Wednesday, February 24, 2021

PostgreSQL: How to set number of parallel workers in a session

SET max_parallel_workers_per_gather=num;

Default is num=2, which will give you 3 processes in total (1 master + 2 workers). If set to 3, you will have 5 processes in total. This parameter can be set on a per session basis.

Remember the global cap on parallelism that is represented by the parameter max_parallel_workers. Default is 8. max_parallel_workers_per_gather cannot exceed max_parallel_workers, which can only be changed in the configuration file and requires a full restart of the postgres server.

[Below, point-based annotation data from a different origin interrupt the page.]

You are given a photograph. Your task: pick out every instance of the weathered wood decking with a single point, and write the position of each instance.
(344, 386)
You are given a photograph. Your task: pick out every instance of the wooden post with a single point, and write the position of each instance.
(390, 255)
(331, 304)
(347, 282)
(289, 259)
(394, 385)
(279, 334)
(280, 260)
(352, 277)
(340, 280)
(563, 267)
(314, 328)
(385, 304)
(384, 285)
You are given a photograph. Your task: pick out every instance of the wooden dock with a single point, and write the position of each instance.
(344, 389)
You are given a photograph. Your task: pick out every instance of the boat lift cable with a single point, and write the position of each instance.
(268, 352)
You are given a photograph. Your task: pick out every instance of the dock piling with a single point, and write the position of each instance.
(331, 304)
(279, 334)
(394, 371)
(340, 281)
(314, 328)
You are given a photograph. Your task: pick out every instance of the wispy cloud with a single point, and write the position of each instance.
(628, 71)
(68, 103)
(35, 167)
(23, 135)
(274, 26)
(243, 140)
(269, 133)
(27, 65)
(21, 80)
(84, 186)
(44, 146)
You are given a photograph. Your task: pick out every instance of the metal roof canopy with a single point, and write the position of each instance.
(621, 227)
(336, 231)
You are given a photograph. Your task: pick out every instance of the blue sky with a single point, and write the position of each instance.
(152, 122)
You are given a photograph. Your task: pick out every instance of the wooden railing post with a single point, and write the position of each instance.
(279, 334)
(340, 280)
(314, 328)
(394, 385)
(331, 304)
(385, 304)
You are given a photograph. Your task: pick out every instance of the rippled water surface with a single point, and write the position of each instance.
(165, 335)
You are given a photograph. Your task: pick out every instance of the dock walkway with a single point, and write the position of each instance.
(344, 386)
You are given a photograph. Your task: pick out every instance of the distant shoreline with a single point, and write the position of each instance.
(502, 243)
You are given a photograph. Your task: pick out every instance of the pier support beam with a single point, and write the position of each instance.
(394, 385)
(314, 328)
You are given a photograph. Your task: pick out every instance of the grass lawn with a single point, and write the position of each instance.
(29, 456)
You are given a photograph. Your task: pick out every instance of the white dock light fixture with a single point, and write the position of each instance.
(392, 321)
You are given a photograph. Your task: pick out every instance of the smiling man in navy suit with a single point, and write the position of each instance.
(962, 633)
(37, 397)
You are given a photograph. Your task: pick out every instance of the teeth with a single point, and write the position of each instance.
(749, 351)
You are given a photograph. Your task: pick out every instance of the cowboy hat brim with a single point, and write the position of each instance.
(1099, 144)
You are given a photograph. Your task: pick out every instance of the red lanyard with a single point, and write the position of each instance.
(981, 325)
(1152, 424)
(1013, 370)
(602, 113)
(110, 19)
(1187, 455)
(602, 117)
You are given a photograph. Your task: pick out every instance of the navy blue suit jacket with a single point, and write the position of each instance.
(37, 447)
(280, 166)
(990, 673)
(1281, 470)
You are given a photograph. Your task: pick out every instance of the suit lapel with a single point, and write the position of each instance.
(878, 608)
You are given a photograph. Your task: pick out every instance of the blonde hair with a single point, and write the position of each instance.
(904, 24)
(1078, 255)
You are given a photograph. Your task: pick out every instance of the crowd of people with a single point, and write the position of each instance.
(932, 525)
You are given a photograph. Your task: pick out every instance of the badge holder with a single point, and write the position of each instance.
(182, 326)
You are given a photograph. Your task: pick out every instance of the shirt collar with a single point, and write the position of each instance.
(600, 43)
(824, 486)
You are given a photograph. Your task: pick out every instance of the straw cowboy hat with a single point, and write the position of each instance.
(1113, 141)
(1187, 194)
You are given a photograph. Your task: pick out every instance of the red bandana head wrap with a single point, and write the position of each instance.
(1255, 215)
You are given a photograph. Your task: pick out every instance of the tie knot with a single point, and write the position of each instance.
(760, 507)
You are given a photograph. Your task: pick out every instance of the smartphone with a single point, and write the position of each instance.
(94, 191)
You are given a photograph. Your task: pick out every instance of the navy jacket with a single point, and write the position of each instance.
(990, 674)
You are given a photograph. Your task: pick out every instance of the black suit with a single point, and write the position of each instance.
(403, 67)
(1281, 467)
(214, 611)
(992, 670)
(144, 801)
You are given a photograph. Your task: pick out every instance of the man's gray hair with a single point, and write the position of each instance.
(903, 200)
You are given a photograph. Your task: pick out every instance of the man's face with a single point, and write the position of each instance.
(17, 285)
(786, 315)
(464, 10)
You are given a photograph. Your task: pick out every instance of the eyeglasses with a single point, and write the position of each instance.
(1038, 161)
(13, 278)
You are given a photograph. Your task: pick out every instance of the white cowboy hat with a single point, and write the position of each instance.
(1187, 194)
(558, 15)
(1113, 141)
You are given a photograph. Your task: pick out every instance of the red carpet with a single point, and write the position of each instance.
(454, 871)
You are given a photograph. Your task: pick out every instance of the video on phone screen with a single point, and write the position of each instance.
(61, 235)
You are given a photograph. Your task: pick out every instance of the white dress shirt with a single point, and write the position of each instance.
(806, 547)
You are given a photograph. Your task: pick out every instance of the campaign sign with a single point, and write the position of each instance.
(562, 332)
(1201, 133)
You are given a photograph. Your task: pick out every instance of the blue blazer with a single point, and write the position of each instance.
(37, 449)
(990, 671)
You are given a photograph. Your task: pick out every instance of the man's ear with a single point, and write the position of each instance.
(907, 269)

The documentation can be found here

See also "When can parallel query be used?" in the documentation

This post is based on the PostgreSQL 11 server.

Friday, February 19, 2021

How to find the number of huge pages to set on a PostgreSQL server

Thanks to Ibrar Ahmed for posting the article "Tune Linux Kernel Parameters For PostgreSQL Optimization"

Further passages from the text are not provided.